De ahí también el desplazamiento que han sufrido las travestis de carne y hueso en beneficio de la entronización -nunca mejor dicho, pues son etimológicamente reinas- de las drag-queens. Frente al gregarismo anónimo y burlón de aquéllas -que eran reinonas sin llegar a ser reinas-, convertidas, durante la Transición, en cimbreante símbolo trasgresor, se consolida la "drag-queen" como encarnación del individualismo estéticamente correcto y casi monárquico. Su transformismo marca ahora la pauta de la fiesta, pues su caracterización es completamente ad-hoc, y su tiempo de actuación coincide con el tiempo del carnaval. Una nada vestida de fiesta que deja intacta la oquedad de la cebolla lila.

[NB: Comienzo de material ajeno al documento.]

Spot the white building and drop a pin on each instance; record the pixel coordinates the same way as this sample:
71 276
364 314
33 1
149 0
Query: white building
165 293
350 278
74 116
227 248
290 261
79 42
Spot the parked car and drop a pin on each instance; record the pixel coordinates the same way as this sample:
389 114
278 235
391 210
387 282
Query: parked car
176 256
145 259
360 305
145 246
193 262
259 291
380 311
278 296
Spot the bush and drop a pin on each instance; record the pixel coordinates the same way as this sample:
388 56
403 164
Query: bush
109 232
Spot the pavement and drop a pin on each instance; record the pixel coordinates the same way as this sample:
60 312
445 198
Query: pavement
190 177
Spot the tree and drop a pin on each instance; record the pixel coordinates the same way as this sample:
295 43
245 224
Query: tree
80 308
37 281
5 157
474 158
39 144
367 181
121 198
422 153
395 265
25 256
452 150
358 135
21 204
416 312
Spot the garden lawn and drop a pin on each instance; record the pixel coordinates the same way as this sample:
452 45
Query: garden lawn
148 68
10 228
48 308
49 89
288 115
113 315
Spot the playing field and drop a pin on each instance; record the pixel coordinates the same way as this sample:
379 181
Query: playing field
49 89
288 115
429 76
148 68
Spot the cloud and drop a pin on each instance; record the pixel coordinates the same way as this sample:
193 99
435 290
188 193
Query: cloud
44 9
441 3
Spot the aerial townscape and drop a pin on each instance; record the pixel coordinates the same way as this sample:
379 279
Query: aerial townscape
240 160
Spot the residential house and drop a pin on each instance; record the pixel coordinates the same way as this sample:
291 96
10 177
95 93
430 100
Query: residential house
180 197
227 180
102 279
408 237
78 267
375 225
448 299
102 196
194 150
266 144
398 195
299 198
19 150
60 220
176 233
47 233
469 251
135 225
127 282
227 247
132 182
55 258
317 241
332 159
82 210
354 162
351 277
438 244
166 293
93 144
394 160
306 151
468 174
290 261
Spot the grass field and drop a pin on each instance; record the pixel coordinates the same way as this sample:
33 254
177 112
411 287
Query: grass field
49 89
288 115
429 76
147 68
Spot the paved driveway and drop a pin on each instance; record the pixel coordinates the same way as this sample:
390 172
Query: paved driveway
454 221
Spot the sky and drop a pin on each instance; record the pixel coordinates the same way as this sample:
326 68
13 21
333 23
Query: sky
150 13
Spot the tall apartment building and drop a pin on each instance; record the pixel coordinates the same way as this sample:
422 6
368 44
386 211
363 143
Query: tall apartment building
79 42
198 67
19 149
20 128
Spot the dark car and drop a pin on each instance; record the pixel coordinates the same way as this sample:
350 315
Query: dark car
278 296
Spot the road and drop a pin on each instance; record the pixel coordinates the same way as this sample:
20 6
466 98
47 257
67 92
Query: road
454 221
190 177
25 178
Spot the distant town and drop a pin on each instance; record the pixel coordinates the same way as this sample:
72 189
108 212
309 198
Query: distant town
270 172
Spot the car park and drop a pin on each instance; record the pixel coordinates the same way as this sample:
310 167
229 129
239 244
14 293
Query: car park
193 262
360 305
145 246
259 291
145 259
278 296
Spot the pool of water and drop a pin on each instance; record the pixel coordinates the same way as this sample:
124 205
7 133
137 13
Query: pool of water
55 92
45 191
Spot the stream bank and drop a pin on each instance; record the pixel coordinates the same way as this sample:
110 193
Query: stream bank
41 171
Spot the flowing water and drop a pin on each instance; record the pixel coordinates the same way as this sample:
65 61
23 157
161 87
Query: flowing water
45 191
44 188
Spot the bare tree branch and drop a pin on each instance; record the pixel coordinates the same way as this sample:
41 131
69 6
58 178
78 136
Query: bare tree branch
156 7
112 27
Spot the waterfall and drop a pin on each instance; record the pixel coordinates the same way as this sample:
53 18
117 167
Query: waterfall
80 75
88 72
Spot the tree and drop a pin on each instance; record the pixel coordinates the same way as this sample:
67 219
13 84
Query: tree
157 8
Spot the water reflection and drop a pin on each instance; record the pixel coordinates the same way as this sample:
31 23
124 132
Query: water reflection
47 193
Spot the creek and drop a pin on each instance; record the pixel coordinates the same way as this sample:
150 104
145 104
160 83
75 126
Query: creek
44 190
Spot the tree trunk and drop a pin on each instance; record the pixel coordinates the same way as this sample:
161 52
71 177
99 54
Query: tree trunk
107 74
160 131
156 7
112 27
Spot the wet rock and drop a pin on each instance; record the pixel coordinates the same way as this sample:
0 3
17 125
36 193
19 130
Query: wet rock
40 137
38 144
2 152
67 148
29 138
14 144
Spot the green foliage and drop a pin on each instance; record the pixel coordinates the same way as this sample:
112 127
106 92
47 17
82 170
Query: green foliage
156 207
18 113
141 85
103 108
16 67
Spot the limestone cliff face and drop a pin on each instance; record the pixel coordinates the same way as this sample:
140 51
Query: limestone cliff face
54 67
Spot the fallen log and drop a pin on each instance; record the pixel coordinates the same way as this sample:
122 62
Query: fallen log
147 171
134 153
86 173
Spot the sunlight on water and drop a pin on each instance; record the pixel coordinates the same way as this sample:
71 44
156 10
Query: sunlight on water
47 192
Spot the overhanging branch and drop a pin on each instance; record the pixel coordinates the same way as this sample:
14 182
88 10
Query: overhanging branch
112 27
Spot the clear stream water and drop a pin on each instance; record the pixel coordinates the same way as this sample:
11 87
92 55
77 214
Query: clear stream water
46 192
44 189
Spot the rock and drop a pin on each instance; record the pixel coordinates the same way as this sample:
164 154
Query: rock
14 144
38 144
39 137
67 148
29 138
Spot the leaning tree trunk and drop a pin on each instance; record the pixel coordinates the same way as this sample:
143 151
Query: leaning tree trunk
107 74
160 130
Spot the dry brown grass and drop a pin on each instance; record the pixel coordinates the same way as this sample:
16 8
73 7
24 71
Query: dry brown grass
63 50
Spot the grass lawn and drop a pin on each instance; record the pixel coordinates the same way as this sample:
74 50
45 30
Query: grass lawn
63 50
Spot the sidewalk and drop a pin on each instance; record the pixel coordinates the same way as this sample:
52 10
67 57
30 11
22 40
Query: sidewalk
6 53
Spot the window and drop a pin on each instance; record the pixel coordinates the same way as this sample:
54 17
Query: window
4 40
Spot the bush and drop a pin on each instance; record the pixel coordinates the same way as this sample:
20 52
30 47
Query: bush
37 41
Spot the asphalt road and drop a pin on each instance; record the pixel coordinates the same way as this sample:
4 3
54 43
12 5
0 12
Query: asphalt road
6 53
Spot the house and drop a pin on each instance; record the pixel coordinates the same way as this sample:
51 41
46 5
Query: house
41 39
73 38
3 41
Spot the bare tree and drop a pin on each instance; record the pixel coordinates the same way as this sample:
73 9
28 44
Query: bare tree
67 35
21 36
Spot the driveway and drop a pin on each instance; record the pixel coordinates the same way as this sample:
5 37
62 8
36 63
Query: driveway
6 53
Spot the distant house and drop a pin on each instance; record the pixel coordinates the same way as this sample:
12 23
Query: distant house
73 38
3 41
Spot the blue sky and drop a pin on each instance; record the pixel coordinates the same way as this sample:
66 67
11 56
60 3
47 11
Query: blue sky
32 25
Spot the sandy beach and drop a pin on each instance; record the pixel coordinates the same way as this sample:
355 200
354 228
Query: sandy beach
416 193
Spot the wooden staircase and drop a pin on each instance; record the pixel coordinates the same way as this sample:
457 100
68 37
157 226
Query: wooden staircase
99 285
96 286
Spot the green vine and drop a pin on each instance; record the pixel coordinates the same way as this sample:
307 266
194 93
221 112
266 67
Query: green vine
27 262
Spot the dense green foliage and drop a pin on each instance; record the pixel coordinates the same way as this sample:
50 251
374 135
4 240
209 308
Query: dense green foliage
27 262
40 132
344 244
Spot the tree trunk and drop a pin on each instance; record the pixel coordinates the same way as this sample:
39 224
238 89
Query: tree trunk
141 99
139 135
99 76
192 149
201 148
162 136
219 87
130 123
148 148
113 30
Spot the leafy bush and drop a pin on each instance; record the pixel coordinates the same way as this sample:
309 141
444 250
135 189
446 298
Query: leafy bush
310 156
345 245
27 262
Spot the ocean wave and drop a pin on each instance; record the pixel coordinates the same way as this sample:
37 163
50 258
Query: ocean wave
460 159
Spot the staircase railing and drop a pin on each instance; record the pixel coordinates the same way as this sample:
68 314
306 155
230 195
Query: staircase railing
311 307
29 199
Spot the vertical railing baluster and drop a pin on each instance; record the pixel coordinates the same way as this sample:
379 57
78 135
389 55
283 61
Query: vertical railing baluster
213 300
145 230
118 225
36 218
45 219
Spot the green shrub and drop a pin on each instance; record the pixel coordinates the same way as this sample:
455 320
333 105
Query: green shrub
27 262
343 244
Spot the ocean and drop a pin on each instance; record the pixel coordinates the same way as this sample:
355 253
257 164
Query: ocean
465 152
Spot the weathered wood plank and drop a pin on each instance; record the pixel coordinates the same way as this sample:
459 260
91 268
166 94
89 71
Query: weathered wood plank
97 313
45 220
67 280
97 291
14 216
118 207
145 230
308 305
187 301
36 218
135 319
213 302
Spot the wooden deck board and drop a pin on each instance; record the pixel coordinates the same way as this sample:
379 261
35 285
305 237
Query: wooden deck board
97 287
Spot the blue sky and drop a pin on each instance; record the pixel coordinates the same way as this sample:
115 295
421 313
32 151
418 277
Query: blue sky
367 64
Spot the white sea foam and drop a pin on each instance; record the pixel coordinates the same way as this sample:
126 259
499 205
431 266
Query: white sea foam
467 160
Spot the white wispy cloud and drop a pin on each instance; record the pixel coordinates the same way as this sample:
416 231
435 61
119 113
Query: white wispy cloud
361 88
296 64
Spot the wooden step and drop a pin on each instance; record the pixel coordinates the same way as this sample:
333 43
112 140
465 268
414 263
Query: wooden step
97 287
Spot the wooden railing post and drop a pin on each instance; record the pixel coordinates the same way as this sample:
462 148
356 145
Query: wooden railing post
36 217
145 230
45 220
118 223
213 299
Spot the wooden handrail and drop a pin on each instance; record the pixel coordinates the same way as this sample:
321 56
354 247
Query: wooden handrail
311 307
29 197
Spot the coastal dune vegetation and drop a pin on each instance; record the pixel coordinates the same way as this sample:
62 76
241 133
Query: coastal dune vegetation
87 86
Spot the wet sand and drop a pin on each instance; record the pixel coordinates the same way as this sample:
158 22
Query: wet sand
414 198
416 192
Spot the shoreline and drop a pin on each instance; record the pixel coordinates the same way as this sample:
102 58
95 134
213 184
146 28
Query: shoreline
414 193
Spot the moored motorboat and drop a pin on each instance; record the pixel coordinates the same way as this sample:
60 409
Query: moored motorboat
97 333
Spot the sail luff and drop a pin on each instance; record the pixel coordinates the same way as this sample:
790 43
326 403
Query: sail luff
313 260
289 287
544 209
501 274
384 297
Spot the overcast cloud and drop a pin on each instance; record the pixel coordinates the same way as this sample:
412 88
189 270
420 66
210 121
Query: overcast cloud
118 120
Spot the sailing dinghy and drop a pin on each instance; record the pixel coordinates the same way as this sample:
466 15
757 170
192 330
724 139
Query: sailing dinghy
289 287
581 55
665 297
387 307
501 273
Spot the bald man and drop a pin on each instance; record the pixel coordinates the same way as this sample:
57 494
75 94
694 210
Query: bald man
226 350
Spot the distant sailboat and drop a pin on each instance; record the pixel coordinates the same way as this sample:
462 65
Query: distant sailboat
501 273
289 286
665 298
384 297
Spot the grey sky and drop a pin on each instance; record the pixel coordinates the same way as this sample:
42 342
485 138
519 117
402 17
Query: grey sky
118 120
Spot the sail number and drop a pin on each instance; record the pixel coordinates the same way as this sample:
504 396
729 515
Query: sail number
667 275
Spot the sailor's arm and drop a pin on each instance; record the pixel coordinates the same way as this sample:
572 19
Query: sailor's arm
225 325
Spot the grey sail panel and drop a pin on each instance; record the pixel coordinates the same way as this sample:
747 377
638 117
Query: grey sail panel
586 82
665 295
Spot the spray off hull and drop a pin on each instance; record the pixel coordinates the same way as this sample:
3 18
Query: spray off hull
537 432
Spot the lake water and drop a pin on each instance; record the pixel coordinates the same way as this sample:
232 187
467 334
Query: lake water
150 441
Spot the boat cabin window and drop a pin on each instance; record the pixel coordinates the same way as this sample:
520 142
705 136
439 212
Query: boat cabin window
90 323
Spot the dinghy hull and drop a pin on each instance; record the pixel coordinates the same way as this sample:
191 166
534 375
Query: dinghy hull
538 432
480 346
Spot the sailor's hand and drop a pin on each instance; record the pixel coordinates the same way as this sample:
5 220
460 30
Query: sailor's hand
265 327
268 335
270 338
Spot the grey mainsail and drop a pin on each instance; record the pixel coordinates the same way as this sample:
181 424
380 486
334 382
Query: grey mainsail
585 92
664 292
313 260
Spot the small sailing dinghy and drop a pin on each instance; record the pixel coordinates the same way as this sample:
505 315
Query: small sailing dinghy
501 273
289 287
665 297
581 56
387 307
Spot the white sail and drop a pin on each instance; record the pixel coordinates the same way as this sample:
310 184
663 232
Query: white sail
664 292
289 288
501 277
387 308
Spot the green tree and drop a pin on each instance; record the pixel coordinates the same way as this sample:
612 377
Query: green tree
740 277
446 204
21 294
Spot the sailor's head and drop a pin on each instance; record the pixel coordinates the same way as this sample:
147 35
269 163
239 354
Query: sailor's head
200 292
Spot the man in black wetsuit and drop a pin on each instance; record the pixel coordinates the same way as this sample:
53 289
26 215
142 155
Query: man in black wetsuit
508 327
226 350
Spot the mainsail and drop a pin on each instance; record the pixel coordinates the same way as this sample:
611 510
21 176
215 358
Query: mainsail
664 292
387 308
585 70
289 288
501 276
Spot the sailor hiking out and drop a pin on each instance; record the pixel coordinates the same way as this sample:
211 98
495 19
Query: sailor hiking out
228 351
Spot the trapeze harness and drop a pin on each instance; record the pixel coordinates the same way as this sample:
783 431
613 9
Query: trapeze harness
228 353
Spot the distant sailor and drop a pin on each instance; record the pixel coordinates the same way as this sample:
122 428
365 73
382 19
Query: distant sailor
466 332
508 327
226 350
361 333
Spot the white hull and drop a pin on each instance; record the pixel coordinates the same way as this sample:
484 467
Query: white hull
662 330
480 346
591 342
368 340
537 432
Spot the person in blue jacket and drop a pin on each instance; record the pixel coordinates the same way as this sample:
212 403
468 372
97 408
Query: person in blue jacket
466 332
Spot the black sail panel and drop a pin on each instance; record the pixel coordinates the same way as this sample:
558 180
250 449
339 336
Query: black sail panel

La drag-queen representa también (un signo muy propio de estos tiempos) la "autogamia" o el hermafroditismo en estado puro, que se autoabastece, o sencillamente se abstiene, porque "uno es una señora"... Su transformismo no nos conmina a plantearnos una radical otredad, como en el caso de transexuales y travestis, sino que, a través de sus vistosos trajes, lentejuelas y vapores cromáticos -en definitiva, dueñas de un porte tan brillante como inofensivo-, no hace sino subrayarnos nuestra propia cotidianeidad. Viene a recordarnos lo difuminadas e intrincadas que se encuentran ya ficción y realidad o simulación y vivencia. Constituye el nuevo paradigma carnavalero, que revela que los disfraces son sólo disfraces, sin comprometer por ello ninguna identidad. Nos recuerda también que todos saldríamos indemnes de este extrañísimo gesto que apuntó un personaje del narrador mexicano Carlos Díaz Dufoo (y que, al perecer, al propio autor sí le costó la vida, pues, según los testimonios, lo escribió justo antes de suicidarse, lanzándose al mar del Caribe desde un crucero de lujo): "En su trágica desesperación comenzó a arrancarse, brutalmente, los pelos de su peluca".